Image Source: Wikipedia

From the times of handwritten scrolls to the current age of Big Data, AI, and ML, slowly turning into an Age of Reckoning, the volume and forms of information have kept increasing. Thanks to cheap storage, all the information we discovered was useful; we started collecting it more frequently and identified it as data.

Another challenge and a peculiar characteristic of the act of search is that, funnily, more often or not, we do not know what exactly we are searching for. Sounds poetic, right!? We have some guiding pointers or keywords which help us reach our destination. A basic book index, bibliography, references, etc are a few examples highlighting this behavior.

Let’s look at how technology has contributed to solving the same.


Nowadays, when we think of search, search engines come to mind. For better and sometimes worse, we have come a long way from being restricted by information from our local newspaper and library.

As the Internet evolved, so did our search capabilities. The 90s and early 2000s saw many search engines competing for mindshare. This can be seen in the timeline here. Fast forward to today, and search is synonymous with the big G.*
*For those interested, here is the original research paper which introduces Google’s PageRank algorithm — The Anatomy of a Large-Scale Hypertextual Web Search Engine:

However, recently Google’s search results are slowly getting taken over by hidden Ads and keyword hijacking. Read more in detail here.

Quest for information goes beyond our Googles, Bings, and DuckDuckGos.
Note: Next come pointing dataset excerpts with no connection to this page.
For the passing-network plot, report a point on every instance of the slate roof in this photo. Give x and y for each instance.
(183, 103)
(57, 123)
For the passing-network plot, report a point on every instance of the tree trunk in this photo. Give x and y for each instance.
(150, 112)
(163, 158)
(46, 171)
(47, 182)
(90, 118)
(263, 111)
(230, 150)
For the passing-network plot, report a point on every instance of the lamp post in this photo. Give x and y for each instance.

Different domains, teams, and businesses require different approaches for searching through their data.

We search by drawing out connections, and having our digital data available in a connected fashion makes our search faster and more effective. Google’s knowledge graph is a testament to this approach.

A couple of applications that we’ve recently come across and used the connected data approach to search are:

  • Roam research: a (note-taking) tool for creating a personal knowledge base inspired by the Zettelkasten method.
  • Connected papers: a visual tool to help researchers and applied scientists find academic papers relevant to their field of work.
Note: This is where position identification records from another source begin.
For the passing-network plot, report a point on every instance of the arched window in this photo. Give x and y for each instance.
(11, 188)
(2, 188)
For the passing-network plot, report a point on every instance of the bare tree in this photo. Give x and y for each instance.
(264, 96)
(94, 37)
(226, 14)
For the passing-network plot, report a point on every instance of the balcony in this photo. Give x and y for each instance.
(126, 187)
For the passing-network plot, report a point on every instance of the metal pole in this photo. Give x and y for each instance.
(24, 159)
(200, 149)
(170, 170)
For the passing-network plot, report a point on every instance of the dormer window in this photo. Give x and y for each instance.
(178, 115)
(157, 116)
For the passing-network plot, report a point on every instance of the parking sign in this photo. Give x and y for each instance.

On a related note, here is a primer about the fascinating world of knowledge graphs.


If you have used a public library, chances are they have records of your visits and the books you checked out. If the librarian was inclined to, they could go through the catalogs and analyze your interests and personality. Similarly, by the nature of their function, search tools can capture our identity and inclinations.

Privacy in the internet and social media age is as pertinent a topic as any. You can often find debates raging about it. Below are some interesting links around the topic.


  • October 1st, 2015 is regarded as the official day the last library catalog card was printed.
  • Can you find an anomaly or detect fraud in a dataset that follows no pattern and is as random as the heights of 60 tallest structures in the world? Yes, you can, through Newcomb-Benford law. Want to know more about it, watch episode 4, ‘Digits’ of an amazing series on Netflix named Connected.